Ma ehi, dopo una giornata del genere, al demone parve un balsamo per le orecchie.

    Si ritrovò a sorridere: «Spara. Di che si tratta?»

    «Oh, solo dell'idea migliore che abbiamo avuto intanto che tu ti lavoravi quella donna terribile.»

"Abbiamo". Sospirò: alle volte si dimenticava dell'esistenza della scricciola.

    «In realtà» si intromise infatti quest'ultima, «non possiamo provarla, perciò non sappiamo quanto possa funzionare.»

    Crowley si ritrovò a sbattere gli occhi un paio di volte, sorpreso. «Occhio, angelo. Ti stai facendo soffiare il ruolo di voce della ragione.»

Un po' lo divertiva il fatto che, finalmente, Kathatiel avesse deciso di non dare contro solo a lui. Forse poteva guadagnare qualche punto simpatia. Forse.

    Poté figurarsi l'angelo alzare gli occhi al cielo. «Suvvia, quanto pessimismo. Andrà benissimo.»

    «Ne sei sicuro?» Balbettò la scricciola. «Forse dovrei andare prima io, sai...»

    Il rosso a quel punto aggrottò le sopracciglia. Dall'altro capo della cornetta si accese una leggera discussione, intanto che in lui iniziava ad accendersi un campanello d'allarme - di quelli lampeggianti e rumorosi, per giunta. «Frenate i cavalli, voi due. Di cosa state parlando? Chi deve andare dove?»
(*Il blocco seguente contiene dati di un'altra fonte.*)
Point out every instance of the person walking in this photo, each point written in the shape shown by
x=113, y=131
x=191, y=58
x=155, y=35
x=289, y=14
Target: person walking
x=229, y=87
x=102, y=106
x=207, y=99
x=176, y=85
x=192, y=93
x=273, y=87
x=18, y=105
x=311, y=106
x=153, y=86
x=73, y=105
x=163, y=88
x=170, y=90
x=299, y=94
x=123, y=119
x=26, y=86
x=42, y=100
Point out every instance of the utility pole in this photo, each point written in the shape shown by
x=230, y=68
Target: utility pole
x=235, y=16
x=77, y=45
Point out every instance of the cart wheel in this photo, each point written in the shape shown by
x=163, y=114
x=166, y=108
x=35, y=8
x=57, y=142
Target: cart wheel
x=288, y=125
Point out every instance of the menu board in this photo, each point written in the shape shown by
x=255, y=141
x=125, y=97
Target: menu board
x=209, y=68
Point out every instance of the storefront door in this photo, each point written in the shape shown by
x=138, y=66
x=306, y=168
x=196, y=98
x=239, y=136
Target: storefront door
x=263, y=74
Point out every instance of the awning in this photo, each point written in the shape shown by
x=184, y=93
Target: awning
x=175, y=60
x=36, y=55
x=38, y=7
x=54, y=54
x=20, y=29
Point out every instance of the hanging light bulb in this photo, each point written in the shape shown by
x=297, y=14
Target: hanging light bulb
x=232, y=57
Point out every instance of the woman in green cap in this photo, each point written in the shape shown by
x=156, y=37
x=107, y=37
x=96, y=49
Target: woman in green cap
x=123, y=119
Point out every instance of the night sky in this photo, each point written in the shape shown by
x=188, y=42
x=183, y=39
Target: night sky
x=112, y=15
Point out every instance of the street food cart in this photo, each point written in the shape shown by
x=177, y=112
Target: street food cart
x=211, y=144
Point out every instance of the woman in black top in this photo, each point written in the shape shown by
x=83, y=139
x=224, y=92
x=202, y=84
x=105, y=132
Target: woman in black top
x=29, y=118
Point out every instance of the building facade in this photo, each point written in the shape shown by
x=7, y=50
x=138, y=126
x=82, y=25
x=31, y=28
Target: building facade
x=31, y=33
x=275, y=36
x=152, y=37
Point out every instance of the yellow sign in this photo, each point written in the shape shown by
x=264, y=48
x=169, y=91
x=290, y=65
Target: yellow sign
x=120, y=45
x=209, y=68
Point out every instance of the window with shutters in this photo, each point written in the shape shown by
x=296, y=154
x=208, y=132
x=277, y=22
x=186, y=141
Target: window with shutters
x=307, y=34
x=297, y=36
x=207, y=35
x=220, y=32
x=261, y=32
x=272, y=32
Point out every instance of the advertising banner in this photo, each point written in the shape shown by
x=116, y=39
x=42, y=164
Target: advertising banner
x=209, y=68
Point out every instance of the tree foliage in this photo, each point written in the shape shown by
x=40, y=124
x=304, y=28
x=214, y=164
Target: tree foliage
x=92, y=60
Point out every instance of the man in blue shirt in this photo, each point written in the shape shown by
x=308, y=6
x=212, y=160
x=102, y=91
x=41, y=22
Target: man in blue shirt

Il breve silenzio che seguì non fu rassicurante. Cercò di non pensare agli sguardi concatenati dei suoi interlocutori intanto che, ansioso, attendeva una risposta.

    Alla fine fu Aziraphale a parlare. «Hai carta e penna?»

    Crowley alzò un sopracciglio. «Ci sono più carte e penne qui che in un- in una- insomma, sì. Perché, che vuoi fare?»

    «Semplice, caro» affermò l'altro. «Vorrei che prendessi appunti, e attentamente anche.»


A quanto pareva, la serata non sarebbe stata tranquilla come Crowley sperava.